R. - L’anencefalia è una condizione malformativa in cui il tessuto
celebrale non ha avuto una sua naturale formazione, per cui questi sono bambini che
ovviamente vivono in utero fino alla nascita e poi - per una mancanza proprio di quelle
strutture che permettono l’adattamento alla fase respiratoria - dopo alcuni minuti,
dopo alcune ore e alcune volte dopo alcuni giorni, muoiono. Le agenesie renali, invece,
sono la mancanza formativa di ambedue i reni. Poi ve ne sono anche altre: vi sono
quelle con alterazioni cromosomiche, come la trisomia 13; oppure altre malformazioni
complesse malformative, per le quali spesso inizialmente l’ecografia dà una diagnosi
di non recuperabilità di questi bambini, ma nel proseguo e nella storia naturale di
quello che facciamo noi, spesso poi si evincono situazioni che possono essere corrette
anche prima della nascita, con interventi invasivi ecoguidati, interventi cioè con
disposizioni che entrano nel compartimento del bambino; viene fatta una anestesia
in caso di prelievi di liquidi dalla pancia del bambino, perché se non preleviamo
questi liquidi il bambino muore, ma per fare questo bisogno oltrepassare la cute dell’addome
del feto in utero e per farlo dobbiamo fare una anestesia, perché molti non sanno
che il bambino sente dolore già a partire dalla 18.ma settimana, dove quasi si completa
la innervazione. Il bambino da 18-20 settimane non ha la capacità di gestire il dolore:
una capacità che tutti noi abbiamo e che abbiamo preso nella vita fetale dopo l’inizio
del settimo mese. In queste nove settimane, dalla 18.ma alla 27.ma, il bambino non
sente un dolore 7x, ma sente un dolore 700 x: il che equivale a dire che qualsiasi
cosa si faccia anche nel caso nostro a scopo terapeutico, ma anche nel caso di un
aborto tardivo, il bambino non soltanto muore in quel caso, ma muore anche sentendo
molto dolore. Questo è un dato scientifico. Situazioni che impattano la coppia dinanzi
al fatto che il loro progetto di amore, il loro progetto di un futuro pieno di sogni,
di attuazioni sul piano umano, che sono profondamente condivisibili e comprensibili,
viene frantumato. Il mettersi vicino a queste persone che non vogliono – appunto –
scegliere di chiudere quel progetto di sogni, quel progetto umano di vita, è un modo
per condividere questa sofferenza. Non è certo un cammino facile, ma lo sperimentano
insieme ad operatori sanitari, ad altre famiglie e quindi quella sofferenza viene
spezzata, viene condivisa. Ebbene loro vivono questa esperienza di tracciato – diciamo
- di amore e di sofferenza fino alla fine.
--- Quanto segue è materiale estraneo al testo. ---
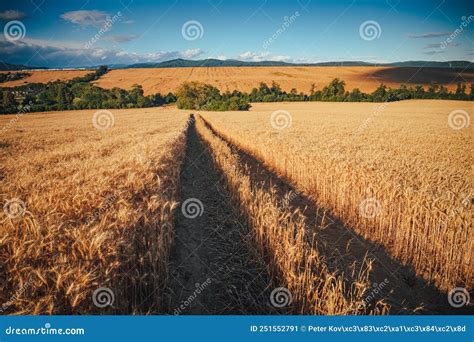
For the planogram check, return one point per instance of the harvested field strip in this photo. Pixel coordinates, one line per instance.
(367, 79)
(281, 238)
(94, 216)
(213, 270)
(344, 251)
Dopo però la sindrome post perdita, il
lutto, l’elaborazione del lutto è come se temporalmente si comprimesse. Noi sappiamo
da molti studi che la sindrome post aborto dura addirittura fino a 70 anni: in alcuni
studi di alcuni colleghi geriatri si è visto che donne di 90 anni ricordavano con
angoscia un aborto effettuato 70 anni prima. Noi sappiamo anche che molto spesso la
sindrome post abortiva può durare molti anni. In queste famiglie, invece, dopo un
anno e mezzo circa, l’80 per cento circa delle famiglie che hanno perso un bambino
si riaprono alla vita e non è il primo figlio, magari è il secondo, il terzo, il quarto…
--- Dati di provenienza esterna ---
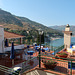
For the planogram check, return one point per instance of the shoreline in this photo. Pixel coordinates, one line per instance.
(55, 38)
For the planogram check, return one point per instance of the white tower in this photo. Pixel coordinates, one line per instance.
(67, 36)
(1, 39)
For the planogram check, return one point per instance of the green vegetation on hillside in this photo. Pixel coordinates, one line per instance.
(24, 26)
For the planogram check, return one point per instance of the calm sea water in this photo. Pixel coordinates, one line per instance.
(59, 42)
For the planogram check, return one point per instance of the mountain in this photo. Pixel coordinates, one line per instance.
(62, 28)
(19, 24)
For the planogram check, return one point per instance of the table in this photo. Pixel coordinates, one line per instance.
(30, 53)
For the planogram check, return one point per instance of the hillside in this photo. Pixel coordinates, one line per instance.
(62, 28)
(20, 25)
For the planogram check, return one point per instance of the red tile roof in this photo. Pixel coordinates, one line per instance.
(11, 35)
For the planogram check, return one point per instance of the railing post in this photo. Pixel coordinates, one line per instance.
(71, 67)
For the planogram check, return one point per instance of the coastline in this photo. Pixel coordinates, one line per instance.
(54, 38)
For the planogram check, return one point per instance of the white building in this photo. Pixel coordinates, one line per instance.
(8, 35)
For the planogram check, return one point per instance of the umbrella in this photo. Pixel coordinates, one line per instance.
(6, 43)
(12, 53)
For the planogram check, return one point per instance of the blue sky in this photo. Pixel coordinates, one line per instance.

Il che vuol dire che quel tipo di esperienza, quel bambino cosiddetto incompatibile
con la vita aveva donato e aveva curato le ferite di questo distacco. Perché? Perché
si era sentito amato e la donna aveva fatto un progetto di costruzione affettiva verso
il proprio marito, verso la famiglia, verso i fratellini. Tutto questo si inquadra
non solo in un aspetto di tipo confessionale, ma ha delle radici e delle basi scientifiche
molto forti e questo perché? Perché sono basate sull’evidenza, sull’osservazione e
quando i numeri ci dicono che queste persone hanno trascorso un tracciato di sofferenza
e dolore, ma poi questo si è trasformato in grandissima pace e apertura alla vita,
questo ci conferma che questo modo di servire le persone è giusto.
D. – Come
si accede al centro di Caring perinatale?
R. – Il Protocollo operativo nasce
da una chiamata che viene fatta direttamente al Day Hospital, al 06.30156782: viene
fissato un appuntamento per incontrarci e per fare un primo impatto diagnostico, nel
quale presentiamo tutto il percorso nascita.